I chased Megan again, but the sloshing of pebbles under our feet made a harder, meaner sound—my velcro sneakers clopped against her heels and I almost pulled the Care Bears scrunchie out of her hair. I couldn’t believe she’d stolen my birthday; she’d never even apologized. And so I chased her, until the one afternoon she kicked into a beeline run towards Miss Zeeman, who was leaning against the swingset in her valentine hearts sweater.
I scampered across the pebbles and found a bunker in the far corner of the playground. Under a webbed platform, I curled into a ball. Through the sun-slit line between my knees I saw little rocks, lots of little rocks and no little shadows. I could hear my breath. I felt safe.
Safe until I looked up the peek-a-boo holes and saw her gray eyes peering down at mine. “Miss Zeeman wants to see you,” Megan said. I was found. I was caught. She had told on me. I stared at the pebbles, waiting for her to hop off the platform and leave me alone.
My shoes made only a light crunch as I walked towards Miss Zeeman. It was over. It was all over.
I called Tatiana on a Friday and left a voicemail asking her out for a Sunday night dinner. My sister told me I should have waited till Saturday; her fiancée suggested Sunday. I said I didn’t care about any three-day rule, that if Tatiana had found me intriguing, she’d get back to me. She has my number. She knows how to find me.
It’s Saturday afternoon now and I’m sitting in a leather chair, surrounded by shelves of the top twenty bestsellers in a chain bookstore off-campus. I’m trying to do my homework and trying not to look at my cell phone. It’s been twenty-three hours and forty-seven minutes since I called. Did I overstep? Should I have started with coffee?
My phone vibrates.
I don’t know what to think. I don’t know what to say. I—
“Is this Alex?”
I stand, almost tripping over my laptop’s wire. “How’s your weekend going, Tatiana?” I say, my voice threatening to break but staying steady.
She says it’s fine and asks me about mine.
“Oh, you know, doing homework, not so fun,” I say, laughing, as if I had just delivered a punchline.
There is apology in the way she says my name.
“Thank you so much for the dinner invitation—”
I shouldn’t have called so soon. I shouldn’t have left that voicemail. If only I’d started with coffee
“My husband, he is jealous,” she says with a light laugh, the same one she gave me when she saw the vampire face on my cell phone screen. “So, it would not be a good idea to go out.”
I hadn’t seen a wedding ring on her finger, but then again, I wasn’t looking for one. I’d never looked for wedding rings. I was used to dating girls.

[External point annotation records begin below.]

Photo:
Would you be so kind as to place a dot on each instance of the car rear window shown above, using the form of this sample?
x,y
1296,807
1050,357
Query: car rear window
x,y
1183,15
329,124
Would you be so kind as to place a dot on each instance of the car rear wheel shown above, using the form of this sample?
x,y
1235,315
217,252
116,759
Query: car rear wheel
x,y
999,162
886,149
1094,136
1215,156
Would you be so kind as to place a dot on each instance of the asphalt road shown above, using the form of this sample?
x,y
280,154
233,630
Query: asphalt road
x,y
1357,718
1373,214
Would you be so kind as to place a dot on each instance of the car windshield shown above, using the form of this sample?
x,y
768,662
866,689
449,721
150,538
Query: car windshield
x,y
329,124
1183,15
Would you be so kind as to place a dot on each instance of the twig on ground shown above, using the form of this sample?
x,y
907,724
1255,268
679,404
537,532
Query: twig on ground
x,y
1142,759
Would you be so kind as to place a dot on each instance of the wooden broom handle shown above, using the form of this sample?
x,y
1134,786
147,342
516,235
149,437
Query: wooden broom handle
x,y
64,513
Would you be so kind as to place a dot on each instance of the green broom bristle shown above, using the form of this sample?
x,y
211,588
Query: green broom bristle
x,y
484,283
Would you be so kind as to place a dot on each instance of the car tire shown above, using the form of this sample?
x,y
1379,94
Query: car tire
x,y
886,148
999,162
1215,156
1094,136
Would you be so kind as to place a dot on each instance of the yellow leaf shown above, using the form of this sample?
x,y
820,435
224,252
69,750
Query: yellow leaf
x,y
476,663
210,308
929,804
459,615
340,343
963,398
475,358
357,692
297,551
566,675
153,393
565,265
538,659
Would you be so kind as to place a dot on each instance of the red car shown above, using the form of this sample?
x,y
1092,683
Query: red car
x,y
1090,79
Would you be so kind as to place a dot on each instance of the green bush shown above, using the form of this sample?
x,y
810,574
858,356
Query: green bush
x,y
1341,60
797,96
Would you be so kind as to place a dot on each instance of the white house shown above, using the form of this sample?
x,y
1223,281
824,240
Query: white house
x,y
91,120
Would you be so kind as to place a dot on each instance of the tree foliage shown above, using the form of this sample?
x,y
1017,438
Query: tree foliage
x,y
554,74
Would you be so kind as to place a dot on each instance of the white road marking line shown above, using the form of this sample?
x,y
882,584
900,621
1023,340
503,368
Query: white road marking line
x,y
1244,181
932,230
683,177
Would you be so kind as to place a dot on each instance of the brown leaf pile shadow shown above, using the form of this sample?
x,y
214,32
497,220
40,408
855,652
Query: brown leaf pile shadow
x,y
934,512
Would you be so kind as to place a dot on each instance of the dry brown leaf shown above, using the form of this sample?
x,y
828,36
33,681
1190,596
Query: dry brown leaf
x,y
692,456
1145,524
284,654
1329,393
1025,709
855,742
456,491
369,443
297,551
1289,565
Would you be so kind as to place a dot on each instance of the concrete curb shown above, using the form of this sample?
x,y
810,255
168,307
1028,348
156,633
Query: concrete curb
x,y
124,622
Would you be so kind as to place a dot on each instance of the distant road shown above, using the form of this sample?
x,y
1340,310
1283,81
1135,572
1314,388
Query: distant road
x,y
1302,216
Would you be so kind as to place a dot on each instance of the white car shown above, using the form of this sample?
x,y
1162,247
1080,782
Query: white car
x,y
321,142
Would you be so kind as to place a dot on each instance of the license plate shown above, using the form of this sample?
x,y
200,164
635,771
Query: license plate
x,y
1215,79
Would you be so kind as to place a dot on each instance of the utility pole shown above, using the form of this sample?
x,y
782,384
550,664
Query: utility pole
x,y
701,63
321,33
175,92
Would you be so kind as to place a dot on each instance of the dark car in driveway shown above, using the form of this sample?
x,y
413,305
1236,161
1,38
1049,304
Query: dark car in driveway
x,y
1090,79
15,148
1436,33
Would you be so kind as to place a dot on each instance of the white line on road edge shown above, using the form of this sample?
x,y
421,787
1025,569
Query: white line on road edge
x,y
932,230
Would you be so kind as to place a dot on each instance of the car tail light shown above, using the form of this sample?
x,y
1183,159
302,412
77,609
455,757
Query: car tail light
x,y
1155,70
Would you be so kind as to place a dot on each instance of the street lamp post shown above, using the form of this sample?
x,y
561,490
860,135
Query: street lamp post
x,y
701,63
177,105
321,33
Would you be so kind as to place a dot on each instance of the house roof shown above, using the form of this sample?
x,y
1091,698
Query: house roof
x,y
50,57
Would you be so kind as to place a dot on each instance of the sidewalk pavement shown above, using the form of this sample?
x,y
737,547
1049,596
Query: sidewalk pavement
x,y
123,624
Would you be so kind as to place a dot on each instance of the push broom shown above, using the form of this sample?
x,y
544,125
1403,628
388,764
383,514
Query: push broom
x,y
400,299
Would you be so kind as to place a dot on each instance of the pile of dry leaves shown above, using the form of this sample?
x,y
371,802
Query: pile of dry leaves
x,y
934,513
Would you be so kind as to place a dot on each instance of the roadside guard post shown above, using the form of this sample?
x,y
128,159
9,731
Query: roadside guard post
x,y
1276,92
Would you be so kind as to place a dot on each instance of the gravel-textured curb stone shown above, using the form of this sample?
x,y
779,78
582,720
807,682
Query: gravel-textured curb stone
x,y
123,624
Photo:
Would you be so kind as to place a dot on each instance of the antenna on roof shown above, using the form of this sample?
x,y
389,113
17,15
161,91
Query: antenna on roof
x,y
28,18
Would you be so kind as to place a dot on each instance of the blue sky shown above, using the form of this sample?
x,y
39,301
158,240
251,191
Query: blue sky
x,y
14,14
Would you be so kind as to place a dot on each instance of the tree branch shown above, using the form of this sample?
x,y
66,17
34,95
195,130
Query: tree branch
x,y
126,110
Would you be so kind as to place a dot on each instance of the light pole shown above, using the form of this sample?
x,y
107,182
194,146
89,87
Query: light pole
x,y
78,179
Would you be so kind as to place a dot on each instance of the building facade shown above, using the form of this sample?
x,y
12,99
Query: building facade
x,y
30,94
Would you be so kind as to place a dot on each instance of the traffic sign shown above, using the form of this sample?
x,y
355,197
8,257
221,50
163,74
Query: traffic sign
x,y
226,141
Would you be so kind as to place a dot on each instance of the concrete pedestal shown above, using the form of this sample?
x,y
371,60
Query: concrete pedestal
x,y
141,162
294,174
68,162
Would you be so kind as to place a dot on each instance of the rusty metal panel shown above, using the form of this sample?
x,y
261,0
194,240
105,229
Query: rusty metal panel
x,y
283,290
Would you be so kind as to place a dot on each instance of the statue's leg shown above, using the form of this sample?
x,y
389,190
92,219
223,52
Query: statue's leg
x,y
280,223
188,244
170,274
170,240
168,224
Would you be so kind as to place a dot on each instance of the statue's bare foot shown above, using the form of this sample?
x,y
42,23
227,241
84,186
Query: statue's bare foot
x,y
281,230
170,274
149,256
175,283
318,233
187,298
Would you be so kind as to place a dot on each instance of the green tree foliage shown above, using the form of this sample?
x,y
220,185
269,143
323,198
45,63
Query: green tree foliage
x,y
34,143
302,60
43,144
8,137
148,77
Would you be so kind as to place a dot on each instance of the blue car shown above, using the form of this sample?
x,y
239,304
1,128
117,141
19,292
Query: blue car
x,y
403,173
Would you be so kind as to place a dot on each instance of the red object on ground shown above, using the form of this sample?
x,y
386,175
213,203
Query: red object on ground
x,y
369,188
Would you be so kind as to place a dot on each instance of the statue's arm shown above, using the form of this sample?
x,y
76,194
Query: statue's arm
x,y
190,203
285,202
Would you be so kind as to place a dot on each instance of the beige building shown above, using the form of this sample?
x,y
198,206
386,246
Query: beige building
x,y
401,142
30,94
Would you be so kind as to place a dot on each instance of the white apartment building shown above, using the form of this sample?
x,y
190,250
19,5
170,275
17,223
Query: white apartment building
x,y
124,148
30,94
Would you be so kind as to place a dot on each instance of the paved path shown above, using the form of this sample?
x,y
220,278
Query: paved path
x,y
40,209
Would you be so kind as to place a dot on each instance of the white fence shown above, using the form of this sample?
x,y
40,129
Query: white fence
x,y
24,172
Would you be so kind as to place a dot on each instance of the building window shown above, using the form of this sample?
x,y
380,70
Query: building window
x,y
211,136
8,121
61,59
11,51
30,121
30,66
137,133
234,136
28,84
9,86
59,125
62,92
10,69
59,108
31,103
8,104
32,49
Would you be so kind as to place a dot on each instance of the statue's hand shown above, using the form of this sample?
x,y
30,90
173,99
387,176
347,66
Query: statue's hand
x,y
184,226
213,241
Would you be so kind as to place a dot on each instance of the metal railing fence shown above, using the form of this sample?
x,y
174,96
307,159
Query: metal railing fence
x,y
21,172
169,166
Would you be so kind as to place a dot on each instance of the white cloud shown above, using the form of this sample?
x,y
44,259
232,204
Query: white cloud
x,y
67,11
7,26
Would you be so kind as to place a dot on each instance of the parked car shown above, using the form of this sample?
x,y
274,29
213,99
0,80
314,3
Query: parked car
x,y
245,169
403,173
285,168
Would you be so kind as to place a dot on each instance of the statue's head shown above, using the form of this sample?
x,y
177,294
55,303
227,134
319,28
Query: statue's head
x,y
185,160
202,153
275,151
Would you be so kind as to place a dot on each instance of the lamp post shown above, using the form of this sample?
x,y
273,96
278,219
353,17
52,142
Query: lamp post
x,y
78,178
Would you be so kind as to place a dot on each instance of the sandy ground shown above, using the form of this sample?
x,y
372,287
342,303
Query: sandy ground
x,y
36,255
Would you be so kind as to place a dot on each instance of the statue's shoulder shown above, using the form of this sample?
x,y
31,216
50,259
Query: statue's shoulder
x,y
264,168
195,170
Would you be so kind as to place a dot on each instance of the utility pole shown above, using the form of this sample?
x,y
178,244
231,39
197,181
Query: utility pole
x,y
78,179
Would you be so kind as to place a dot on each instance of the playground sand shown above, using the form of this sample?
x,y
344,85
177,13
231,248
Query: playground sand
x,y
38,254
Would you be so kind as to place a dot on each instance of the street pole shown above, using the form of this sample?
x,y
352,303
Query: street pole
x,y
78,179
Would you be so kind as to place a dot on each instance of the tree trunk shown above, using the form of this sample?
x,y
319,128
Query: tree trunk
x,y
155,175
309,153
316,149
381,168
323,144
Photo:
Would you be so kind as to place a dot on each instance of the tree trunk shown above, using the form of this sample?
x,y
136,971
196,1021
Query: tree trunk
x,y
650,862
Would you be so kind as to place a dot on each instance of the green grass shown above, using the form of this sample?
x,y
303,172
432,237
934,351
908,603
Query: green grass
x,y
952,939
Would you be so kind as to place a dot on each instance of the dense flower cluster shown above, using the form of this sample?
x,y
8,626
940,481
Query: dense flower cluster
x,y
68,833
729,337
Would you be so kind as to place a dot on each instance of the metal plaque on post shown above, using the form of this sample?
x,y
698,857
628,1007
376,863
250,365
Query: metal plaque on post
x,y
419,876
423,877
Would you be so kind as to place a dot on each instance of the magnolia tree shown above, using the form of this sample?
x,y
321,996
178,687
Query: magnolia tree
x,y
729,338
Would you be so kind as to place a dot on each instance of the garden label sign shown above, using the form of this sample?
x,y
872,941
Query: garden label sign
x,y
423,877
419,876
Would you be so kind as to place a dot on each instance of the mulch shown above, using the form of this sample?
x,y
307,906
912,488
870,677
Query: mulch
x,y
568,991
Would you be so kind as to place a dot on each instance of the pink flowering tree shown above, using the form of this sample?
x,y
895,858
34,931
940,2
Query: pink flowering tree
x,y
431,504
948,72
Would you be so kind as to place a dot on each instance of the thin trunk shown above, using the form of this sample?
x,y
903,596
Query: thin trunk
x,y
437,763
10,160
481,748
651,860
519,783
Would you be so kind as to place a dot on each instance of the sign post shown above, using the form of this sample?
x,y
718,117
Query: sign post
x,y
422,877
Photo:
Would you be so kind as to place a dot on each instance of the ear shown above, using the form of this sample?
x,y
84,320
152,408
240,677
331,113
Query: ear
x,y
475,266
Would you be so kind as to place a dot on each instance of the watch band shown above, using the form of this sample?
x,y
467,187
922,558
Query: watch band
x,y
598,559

“But thank you so much for invitation,” she says.
I wonder: Why did Tatiana even give me her phone number in the first place? Just because I’d flattered her? Just because I’d made her feel special by chasing her?
“I will see you around bookstore?” she asks.
“Yes,” I say.
I hang up the phone, and I stare at the glossy covers of the books in front of me. I am twenty-four years old. I know I will never talk to Tatiana again, but I am young and self-absorbed and I’m already waiting for the next Tatiana to come along and star in my love story.
It will take years until I learn to see an attractive woman as a real human being with her own needs and desires, and not as a mythical specimen sent by the Gods of Fate to make the engine in my chest shudder. It will take years to learn this. It will take years to educate this boy.
At recess I dribbled a soccer ball across uneven bumps of sunbaked dirt, crossing over second graders and kicking goals past the twin posts of orange cones. I still saw Megan, of course, but she was only a shadow jumping rope behind the jungle gym; she wasn’t my girlfriend anymore, that is, if she ever was.
I liked to think she was watching me, watching me every time I scored a goal. Watching me and wanting me and wondering about me. What I didn’t know then was that she had her own jump ropes to jump and jungle gyms to climb, and boys to meet that she hadn’t yet: on the playground by the slides, at summer camp near the tetherball pole, at the middle school dance under the sweat and strawberry perfume, on prom night in a cloud of Smirnoff Ice, maybe at a college bookstore on a sunny afternoon. “I’m next!” these boys would scream. “I’m next!”